This is the fifth day of my 28 Days of Spending Zero Challenge.
To read all the posts in order, start with Day One or visit the Overview Page.
If you’re anything like me, you probably winged the first few days and used what you had on hand without much thought to the remainder of the month. Today, we’re going to plan using the food we found in our pantry, fridge, and freezer to come up with some satisfying meals for our families.
If you’re single, this may not be an exercise you want to spend time on or not. It depends on if you like to cook and if you are used to cooking meals for one. I enjoy cooking and so I often make a casserole and then split it up and freeze so I have multiple meals. You could do the same thing and find you have plenty of meals available to you throughout the challenge.
For the rest of us, we need to use our creativity to find ways to use what we have on hand that will keep the masses feed and happy.
With a freshly organized freezer and pantry, the load on your shoulders is hopefully just a little bit lighter, and you are feeling good about what’s ahead. When it comes to food, at least you know what you have; but now you have to figure out how to use it!
Day 5: Meal Plan By Using What You Have On Hand
So, today’s assignment is to brainstorm as many meal ideas as possible!
- Make a list of your family’s favorite meal and recipes. Don’t worry if you don’t think you have all the ingredients, just do a brain dump and get them on paper.
- Grab your inventory list and try to match your families favorites with ingredients on hand.
- Next look at what’s remaining and think of additional dishes for foods that are on the list.
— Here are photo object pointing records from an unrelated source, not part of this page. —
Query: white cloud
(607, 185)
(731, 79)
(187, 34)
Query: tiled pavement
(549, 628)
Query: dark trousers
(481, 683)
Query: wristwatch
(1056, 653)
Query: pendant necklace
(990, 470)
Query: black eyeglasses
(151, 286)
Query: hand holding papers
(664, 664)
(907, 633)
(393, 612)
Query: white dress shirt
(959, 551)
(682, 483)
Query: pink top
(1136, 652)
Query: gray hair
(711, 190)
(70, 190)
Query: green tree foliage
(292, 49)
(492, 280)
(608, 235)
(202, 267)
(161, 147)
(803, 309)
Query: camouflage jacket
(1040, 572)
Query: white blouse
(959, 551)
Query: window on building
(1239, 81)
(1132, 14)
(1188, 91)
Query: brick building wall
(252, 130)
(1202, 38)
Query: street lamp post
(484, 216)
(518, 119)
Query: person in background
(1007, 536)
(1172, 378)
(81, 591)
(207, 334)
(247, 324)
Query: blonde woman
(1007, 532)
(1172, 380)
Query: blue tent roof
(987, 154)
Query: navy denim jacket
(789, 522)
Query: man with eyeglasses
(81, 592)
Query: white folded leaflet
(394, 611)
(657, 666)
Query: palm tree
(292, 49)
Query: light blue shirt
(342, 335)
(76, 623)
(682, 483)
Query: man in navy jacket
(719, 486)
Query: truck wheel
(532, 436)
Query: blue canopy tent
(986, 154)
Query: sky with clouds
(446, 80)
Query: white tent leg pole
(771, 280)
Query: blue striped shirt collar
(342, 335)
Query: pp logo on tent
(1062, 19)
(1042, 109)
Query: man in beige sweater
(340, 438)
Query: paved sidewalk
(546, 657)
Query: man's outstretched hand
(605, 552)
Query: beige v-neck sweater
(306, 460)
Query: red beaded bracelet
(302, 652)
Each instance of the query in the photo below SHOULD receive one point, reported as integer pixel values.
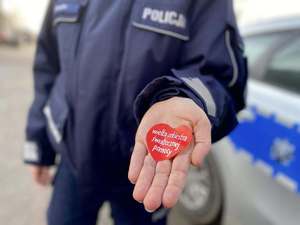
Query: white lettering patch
(164, 17)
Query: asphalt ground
(21, 201)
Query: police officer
(105, 72)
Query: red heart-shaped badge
(165, 142)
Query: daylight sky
(30, 12)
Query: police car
(253, 176)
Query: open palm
(162, 182)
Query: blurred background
(23, 203)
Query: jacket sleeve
(37, 149)
(212, 69)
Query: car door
(269, 132)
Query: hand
(162, 182)
(41, 175)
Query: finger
(177, 179)
(145, 179)
(35, 172)
(202, 132)
(154, 196)
(137, 161)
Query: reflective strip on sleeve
(55, 132)
(197, 85)
(232, 58)
(161, 31)
(31, 152)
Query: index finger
(137, 161)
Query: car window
(258, 45)
(284, 68)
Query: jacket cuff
(38, 154)
(162, 89)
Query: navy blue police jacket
(100, 65)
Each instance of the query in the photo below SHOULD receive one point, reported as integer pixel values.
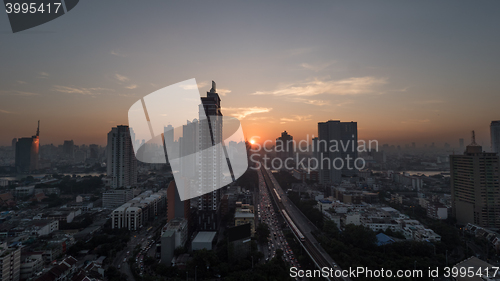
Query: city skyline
(406, 72)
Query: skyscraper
(121, 164)
(69, 150)
(495, 136)
(94, 152)
(284, 146)
(475, 189)
(211, 162)
(461, 144)
(27, 150)
(175, 207)
(338, 150)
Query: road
(267, 215)
(311, 245)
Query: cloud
(223, 92)
(349, 86)
(121, 78)
(117, 53)
(317, 67)
(296, 118)
(192, 87)
(416, 121)
(19, 93)
(43, 75)
(81, 91)
(299, 51)
(242, 112)
(311, 101)
(431, 101)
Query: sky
(422, 71)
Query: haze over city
(406, 72)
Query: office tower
(10, 263)
(94, 151)
(27, 150)
(188, 146)
(114, 198)
(69, 150)
(121, 164)
(284, 147)
(461, 144)
(210, 168)
(175, 207)
(475, 189)
(495, 136)
(338, 150)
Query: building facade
(475, 189)
(337, 147)
(10, 263)
(121, 164)
(211, 162)
(495, 136)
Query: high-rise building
(10, 263)
(210, 167)
(27, 150)
(94, 152)
(284, 146)
(114, 198)
(69, 150)
(461, 144)
(175, 207)
(475, 187)
(121, 164)
(338, 150)
(495, 136)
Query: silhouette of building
(338, 150)
(210, 168)
(475, 187)
(27, 153)
(94, 151)
(10, 262)
(121, 164)
(495, 136)
(69, 150)
(175, 207)
(284, 147)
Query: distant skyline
(407, 72)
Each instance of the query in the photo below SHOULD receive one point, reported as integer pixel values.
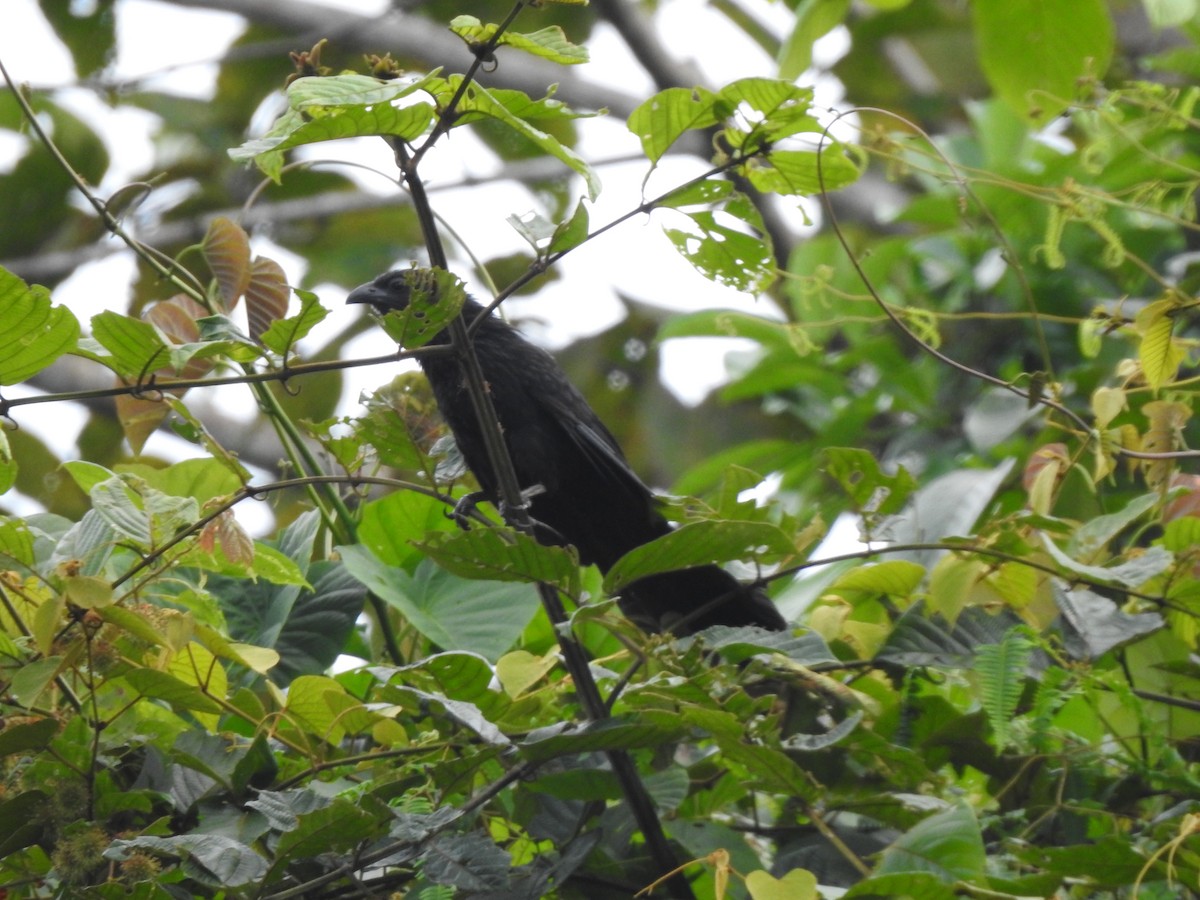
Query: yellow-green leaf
(33, 331)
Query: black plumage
(591, 498)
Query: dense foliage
(985, 354)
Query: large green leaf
(947, 845)
(33, 331)
(484, 617)
(1036, 52)
(700, 544)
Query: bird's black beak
(373, 294)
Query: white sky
(636, 259)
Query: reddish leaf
(142, 414)
(267, 295)
(139, 417)
(226, 250)
(1185, 504)
(225, 532)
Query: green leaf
(503, 555)
(309, 703)
(393, 523)
(652, 727)
(1111, 862)
(1158, 352)
(7, 471)
(700, 544)
(919, 886)
(667, 115)
(454, 613)
(769, 769)
(226, 249)
(947, 845)
(229, 862)
(282, 334)
(796, 885)
(25, 737)
(33, 331)
(22, 821)
(814, 19)
(16, 544)
(725, 255)
(1035, 52)
(895, 577)
(1002, 671)
(509, 107)
(549, 43)
(88, 30)
(571, 233)
(803, 172)
(1132, 574)
(435, 299)
(328, 108)
(166, 687)
(336, 827)
(137, 347)
(859, 475)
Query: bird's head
(424, 303)
(390, 291)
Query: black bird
(591, 497)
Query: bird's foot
(526, 496)
(467, 508)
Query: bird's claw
(467, 508)
(526, 496)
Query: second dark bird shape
(591, 498)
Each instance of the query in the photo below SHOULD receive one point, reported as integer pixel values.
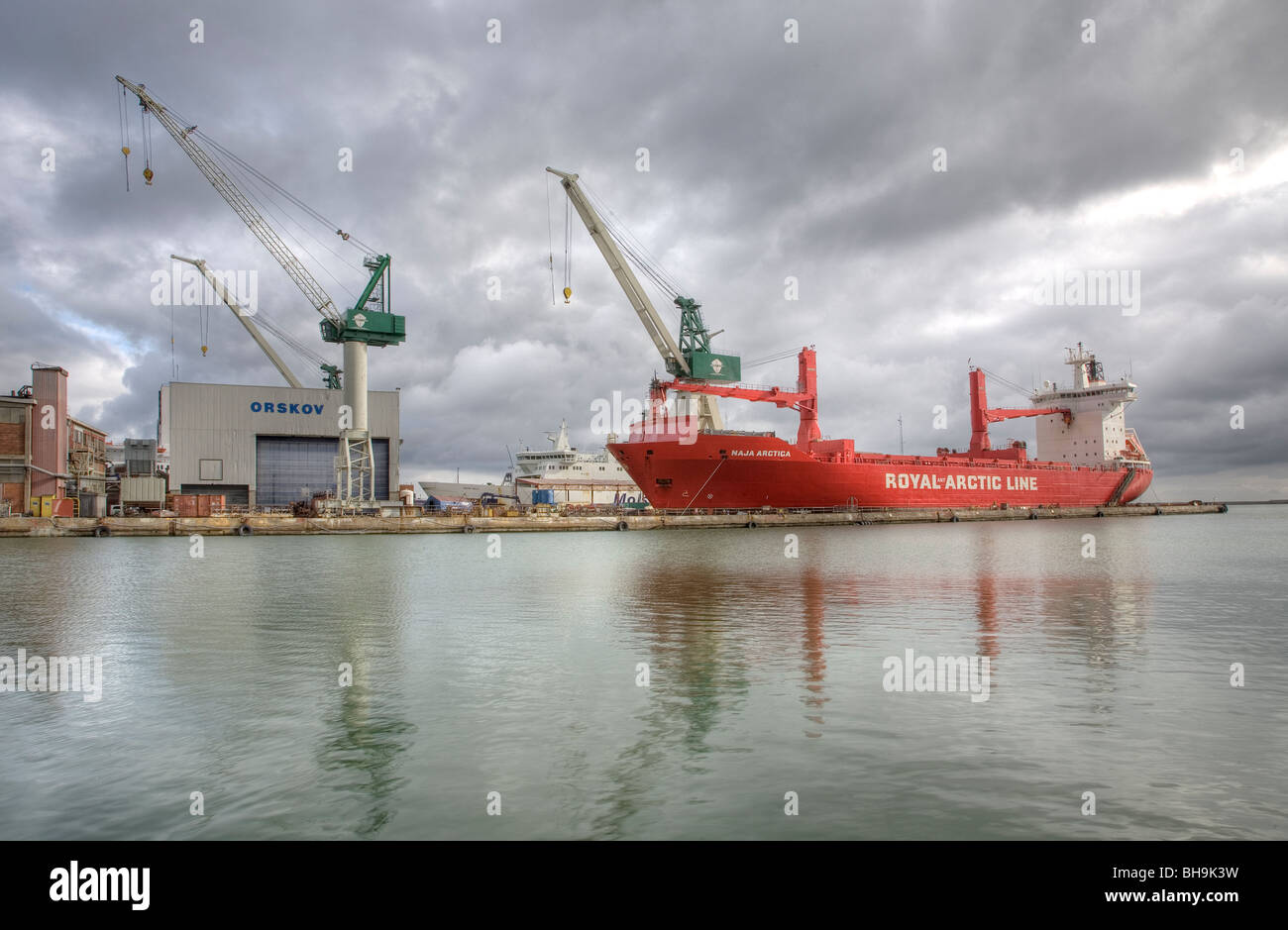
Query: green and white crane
(368, 322)
(691, 356)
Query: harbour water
(516, 665)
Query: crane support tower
(369, 322)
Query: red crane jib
(980, 416)
(804, 399)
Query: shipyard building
(267, 447)
(51, 463)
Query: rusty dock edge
(271, 524)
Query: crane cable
(550, 243)
(774, 357)
(235, 165)
(125, 134)
(1013, 385)
(147, 146)
(567, 250)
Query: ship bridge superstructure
(1096, 432)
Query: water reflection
(364, 732)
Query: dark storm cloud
(767, 159)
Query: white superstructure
(1096, 433)
(579, 478)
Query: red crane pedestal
(980, 416)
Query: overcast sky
(767, 158)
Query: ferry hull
(752, 471)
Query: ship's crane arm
(982, 415)
(235, 198)
(648, 314)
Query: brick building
(47, 453)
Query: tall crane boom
(691, 357)
(648, 314)
(235, 198)
(369, 322)
(244, 318)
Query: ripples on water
(518, 675)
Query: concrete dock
(274, 524)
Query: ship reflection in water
(518, 680)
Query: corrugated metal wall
(222, 421)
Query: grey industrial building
(267, 446)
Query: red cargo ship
(1093, 459)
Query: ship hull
(754, 471)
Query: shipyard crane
(690, 359)
(369, 322)
(330, 372)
For example, if you have corn on hand you could make corn casserole or corn chowder.
- If you’re stumped for an idea, just move to the next item.
- If it’s a ready made food item like soup, you can just write down soup.
- Print out our meal idea form and list all your meal ideas from the brain dump session you just had.
Consider your family’s tastes. Hopefully, the majority of your pantry items fit in with meals your family enjoys. (Otherwise, you may have to really hunker down for a long month.) If there are a few favorite meals, jot them down and assess if you have the ingredients or at least most of the ingredients on hand. Pasta can be substituted for rice and vice versa. One of my favorite meals growing up was rice, tomato sauce, and grated cheese.
Find more ideas to be inspired by taking a look through cookbooks, magazines or browsing the web! Pinterest is a great way to find recipes as well.
Over at A Debt Free Mess Free Life, we have a small collection of recipes that you might find helpful.
Here are a few collections you can find some great recipes, sure to become family favorites:
Some other favorites are simple ones like pasta with a simple, fresh tomato and basil sauce with olive oil and fresh cheese; or anything with eggs! Try a quick frittata or quiche to use up veggies, proteins, and products you have on hand.
Having a month of no spending is no reason to assume you have to eat pasta or cereal at every meal (unless, of course, that’s all you had on hand and you’re committed to spending absolutely zero).
Try to have at least 28 meals on your list. One for each day of the challenge. More if you need to plan breakfasts and lunches. (I tend to rotate through the same few meals for these, but I think it’s still important to write them down.)
No matter what you decide to make, remember this is a limited exercise, and the whole purpose is for you to use what you have on hand and make do with what you’ve got.